Didi menjelaskan, PLN telah melakukan uji coba perdagangan karbon nasional melalui dua skema, yaitu perdagangan kuota emisi dan pengimbangan emisi.
Perdagangan emisi terjadi antara pembangkit yang melebihi emisi dengan pembangkit yang memiliki alokasi emisi yang tidak terpakai.
"Pengimbangan emisi dilakukan oleh PLTU dengan membeli kredit karbon atau sertifikat penurunan emisi yang dihasilkan oleh suatu aksi mitigasi perubahan iklim," ucapnya.
Hingga saat ini, PLN telah memperoleh sertifikat penurunan emisi (kredit karbon) sejumlah 7,9 juta ton CO2 ekuivalen dan memasarkan kredit karbon tersebut pada pasar karbon internasional maupun nasional.
Adapun, nilai perdagangan karbon Indonesia diperkirakan mencapai US$565,9 miliar setara Rp8.000 triliun yang diperoleh dari hutan tropis, mangrove, dan lahan gambut.
Dorong Transisi Energi
Sementara itu, Direktur Jenderal Pengendalian Perubahan Iklim Kementerian Lingkungan Hidup dan Kehutanan (KLHK) Laksmi Dhewanthi menegaskan komitmen Indonesia untuk mencapai emisi nol bersih pada 2060 atau lebih cepat salah satunya dengan mendorong transisi energi nasional.
Implementasinya berupa penghapusan secara bertahap dari operasionalisasi pembangkit listrik tenaga uap (PLTU) batu bara dan subsidi dengan pengembangan energi secara besar-besaran dari energi baru terbarukan.
KLHK telah membahas dan mendapatkan masukan dari kementerian dan lembaga terkait dan pemangku kepentingan untuk melengkapi dan menyempurnakan konsep peraturan turunan dari Peraturan Presiden Nomor 98 tahun 2021 tentang penyelenggaraan NEK.
Selain itu, KLHK juga mengembangkan berbagai macam modalitas dan sistem pendukung untuk memastikan penyelenggaraan NEK dapat berlangsung dengan tepat, efektif dan efisien.
"Sistem pendukung tersebut di antaranya strategi dan peta jalan mitigasi, dan peta jalan adaptasi perubahan iklim, sistem inventori Gas Rumah Kaca (GRK), Sistem Registri Nasional (SRN), sistem informasi data indeks kerentanan, program kampung iklim, dan program maupun sistem pendukung lainnya," papar Laksmi.

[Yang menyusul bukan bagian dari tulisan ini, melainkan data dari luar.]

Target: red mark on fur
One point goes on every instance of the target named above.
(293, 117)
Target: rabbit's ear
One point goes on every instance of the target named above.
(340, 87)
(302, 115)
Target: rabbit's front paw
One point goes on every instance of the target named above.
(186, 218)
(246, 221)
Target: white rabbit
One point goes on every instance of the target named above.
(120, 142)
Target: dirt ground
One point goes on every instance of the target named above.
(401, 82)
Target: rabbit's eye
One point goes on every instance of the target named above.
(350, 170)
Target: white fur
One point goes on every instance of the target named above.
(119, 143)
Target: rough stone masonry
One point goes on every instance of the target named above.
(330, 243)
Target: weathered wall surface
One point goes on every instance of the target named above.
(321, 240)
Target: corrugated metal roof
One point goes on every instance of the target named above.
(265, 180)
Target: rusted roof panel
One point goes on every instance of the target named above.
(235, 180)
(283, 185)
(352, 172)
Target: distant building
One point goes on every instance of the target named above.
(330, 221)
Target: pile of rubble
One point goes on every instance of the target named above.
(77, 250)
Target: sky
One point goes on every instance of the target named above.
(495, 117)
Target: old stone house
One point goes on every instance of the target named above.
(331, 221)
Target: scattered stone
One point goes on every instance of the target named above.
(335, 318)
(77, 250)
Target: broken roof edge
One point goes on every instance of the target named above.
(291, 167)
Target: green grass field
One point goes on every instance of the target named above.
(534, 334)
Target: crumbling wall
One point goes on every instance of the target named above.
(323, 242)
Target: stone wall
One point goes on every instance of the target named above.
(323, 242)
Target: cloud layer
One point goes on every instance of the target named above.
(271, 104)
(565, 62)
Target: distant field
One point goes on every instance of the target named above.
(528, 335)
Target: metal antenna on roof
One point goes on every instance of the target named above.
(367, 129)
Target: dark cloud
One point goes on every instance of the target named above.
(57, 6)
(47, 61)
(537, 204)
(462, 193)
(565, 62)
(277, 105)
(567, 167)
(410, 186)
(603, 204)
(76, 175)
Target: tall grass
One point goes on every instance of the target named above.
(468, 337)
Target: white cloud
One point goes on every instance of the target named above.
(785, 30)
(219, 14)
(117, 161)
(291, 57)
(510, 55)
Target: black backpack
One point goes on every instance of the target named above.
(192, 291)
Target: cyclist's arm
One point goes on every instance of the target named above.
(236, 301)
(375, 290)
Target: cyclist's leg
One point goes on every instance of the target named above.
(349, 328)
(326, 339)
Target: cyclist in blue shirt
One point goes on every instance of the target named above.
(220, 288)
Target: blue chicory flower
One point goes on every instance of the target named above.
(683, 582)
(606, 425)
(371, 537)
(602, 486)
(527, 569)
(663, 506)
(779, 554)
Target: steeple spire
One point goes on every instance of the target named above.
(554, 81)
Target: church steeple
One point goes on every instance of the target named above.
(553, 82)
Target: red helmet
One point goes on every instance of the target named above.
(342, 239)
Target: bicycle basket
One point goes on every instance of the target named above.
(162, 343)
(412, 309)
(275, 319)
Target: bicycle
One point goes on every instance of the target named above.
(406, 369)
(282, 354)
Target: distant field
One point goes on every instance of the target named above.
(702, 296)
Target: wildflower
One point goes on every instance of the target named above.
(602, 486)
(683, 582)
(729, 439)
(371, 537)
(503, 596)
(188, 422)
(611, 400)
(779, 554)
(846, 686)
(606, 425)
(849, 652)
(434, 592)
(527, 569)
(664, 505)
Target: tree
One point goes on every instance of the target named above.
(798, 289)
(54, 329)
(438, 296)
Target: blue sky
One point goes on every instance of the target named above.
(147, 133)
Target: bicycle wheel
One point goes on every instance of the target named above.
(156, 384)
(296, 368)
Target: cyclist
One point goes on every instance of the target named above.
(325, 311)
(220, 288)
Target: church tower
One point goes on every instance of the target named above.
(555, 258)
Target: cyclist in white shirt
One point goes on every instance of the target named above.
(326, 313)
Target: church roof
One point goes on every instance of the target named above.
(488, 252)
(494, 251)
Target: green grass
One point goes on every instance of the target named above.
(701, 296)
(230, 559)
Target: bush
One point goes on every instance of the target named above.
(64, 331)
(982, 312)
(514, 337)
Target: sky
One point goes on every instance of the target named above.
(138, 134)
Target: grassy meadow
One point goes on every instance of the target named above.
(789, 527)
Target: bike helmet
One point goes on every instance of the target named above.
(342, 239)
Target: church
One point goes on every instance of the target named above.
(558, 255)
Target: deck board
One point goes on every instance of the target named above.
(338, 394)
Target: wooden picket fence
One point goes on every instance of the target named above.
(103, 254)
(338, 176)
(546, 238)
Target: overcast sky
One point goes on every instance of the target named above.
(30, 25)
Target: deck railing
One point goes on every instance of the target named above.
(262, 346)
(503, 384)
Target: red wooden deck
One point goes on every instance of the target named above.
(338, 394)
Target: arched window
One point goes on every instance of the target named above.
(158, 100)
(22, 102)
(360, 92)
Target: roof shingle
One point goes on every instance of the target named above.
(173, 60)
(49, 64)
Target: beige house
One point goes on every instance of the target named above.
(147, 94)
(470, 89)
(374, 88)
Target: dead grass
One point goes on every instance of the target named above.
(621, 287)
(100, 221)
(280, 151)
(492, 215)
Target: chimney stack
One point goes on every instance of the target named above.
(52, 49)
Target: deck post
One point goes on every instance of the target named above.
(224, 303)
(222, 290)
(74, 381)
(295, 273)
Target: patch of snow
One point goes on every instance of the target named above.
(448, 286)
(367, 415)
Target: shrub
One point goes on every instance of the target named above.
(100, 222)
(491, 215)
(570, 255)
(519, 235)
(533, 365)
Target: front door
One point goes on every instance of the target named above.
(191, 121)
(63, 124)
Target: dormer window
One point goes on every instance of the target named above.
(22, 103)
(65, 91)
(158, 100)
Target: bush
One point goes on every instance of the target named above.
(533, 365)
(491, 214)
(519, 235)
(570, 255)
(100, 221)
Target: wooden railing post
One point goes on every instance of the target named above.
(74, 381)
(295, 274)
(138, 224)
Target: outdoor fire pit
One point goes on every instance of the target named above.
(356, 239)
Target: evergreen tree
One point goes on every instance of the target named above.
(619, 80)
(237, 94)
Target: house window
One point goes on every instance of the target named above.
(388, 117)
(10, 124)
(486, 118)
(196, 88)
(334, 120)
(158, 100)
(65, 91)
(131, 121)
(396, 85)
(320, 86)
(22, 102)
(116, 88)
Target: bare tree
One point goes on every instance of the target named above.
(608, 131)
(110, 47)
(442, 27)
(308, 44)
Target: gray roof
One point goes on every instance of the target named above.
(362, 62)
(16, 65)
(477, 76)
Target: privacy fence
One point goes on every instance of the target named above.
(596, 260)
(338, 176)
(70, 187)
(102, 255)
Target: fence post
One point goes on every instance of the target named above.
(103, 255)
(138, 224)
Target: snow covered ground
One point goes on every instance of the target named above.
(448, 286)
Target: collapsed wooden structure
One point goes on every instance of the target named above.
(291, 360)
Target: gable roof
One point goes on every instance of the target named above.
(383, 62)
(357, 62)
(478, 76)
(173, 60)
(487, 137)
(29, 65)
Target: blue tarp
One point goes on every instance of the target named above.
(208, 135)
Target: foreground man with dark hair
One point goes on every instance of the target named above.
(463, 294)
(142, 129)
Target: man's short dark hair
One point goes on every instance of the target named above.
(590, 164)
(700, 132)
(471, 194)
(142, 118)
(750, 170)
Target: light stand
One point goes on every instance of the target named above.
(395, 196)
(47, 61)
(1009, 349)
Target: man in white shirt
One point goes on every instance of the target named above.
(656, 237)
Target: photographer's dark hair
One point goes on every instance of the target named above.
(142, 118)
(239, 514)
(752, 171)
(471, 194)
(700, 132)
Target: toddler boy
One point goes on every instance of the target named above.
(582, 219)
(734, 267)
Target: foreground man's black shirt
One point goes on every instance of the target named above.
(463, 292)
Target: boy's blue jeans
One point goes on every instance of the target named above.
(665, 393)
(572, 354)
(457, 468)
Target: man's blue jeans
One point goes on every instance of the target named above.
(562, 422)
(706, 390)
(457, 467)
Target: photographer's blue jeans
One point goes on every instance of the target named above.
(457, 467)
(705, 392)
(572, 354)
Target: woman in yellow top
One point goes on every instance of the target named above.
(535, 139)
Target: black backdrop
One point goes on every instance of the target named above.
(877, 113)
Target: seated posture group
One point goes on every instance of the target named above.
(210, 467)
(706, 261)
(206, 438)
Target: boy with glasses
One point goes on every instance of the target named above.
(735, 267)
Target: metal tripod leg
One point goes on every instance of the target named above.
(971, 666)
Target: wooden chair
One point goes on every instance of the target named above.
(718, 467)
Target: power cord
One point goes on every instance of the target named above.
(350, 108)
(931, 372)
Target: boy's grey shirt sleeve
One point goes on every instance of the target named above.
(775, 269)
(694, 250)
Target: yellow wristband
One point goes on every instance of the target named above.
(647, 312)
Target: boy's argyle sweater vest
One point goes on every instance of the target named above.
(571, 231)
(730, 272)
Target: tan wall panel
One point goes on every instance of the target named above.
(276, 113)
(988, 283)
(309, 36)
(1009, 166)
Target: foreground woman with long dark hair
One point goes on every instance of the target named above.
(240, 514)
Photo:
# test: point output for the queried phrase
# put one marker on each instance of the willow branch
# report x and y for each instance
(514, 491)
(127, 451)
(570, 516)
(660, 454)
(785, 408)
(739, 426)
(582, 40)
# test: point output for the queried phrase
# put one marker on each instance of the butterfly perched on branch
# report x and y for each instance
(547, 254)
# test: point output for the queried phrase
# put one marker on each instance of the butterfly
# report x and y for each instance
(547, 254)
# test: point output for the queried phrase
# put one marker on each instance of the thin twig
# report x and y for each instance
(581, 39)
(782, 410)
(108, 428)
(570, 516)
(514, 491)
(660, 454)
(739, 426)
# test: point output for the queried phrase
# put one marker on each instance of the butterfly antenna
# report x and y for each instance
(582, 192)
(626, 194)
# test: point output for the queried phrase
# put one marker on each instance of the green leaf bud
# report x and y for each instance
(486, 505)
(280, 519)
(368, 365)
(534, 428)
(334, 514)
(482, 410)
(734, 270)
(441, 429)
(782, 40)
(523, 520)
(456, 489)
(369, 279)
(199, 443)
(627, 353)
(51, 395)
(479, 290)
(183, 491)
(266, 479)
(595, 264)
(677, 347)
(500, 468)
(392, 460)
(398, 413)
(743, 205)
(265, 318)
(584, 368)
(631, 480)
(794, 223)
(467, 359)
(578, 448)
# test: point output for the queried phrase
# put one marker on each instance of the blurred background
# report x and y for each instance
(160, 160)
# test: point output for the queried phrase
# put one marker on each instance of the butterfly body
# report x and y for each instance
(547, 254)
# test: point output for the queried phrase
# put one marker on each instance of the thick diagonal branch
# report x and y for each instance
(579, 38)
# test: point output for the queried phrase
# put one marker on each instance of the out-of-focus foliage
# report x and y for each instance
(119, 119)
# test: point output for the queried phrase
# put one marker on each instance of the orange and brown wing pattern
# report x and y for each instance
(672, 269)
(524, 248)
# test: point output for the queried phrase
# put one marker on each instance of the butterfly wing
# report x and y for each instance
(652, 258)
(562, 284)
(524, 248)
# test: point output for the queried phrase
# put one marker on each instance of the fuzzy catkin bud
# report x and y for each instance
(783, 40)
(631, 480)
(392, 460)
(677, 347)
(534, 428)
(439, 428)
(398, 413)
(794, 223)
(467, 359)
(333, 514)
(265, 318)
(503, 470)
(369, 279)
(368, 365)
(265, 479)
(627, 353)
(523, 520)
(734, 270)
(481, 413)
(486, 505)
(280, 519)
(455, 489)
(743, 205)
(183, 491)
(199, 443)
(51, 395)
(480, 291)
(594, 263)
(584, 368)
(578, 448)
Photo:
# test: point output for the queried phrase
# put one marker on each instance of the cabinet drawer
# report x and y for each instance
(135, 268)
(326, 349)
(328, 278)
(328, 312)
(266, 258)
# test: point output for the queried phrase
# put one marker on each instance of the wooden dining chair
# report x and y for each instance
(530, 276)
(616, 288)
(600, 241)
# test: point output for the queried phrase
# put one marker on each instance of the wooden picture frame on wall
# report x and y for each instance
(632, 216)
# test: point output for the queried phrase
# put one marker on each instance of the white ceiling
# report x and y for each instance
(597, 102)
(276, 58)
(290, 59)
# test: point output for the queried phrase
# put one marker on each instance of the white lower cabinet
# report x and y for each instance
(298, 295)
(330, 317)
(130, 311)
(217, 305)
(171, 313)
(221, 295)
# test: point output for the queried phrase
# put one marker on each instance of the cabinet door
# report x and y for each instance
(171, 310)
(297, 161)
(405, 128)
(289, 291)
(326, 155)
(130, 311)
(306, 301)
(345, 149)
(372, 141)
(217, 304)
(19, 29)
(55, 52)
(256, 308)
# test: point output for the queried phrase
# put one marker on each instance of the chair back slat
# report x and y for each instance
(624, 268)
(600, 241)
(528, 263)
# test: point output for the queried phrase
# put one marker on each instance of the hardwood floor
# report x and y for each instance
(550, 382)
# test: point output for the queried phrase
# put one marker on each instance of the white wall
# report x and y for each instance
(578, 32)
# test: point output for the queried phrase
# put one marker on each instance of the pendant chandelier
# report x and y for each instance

Dia menambahkan, program dan sistem pendukung ini akan terus dikembangkan dan akan terus disempurnakan sesuai dengan kebutuhan dan tantangan serta strategi ke depan. Oleh karena itu, KLHK membutuhkan banyak dukungan agar seluruh upaya ini bisa mencapai kondisi yang diharapkan.
"Diperlukan kerja keras, kerja cerdas dan kerja sama seluruh pihak," ungkapnya.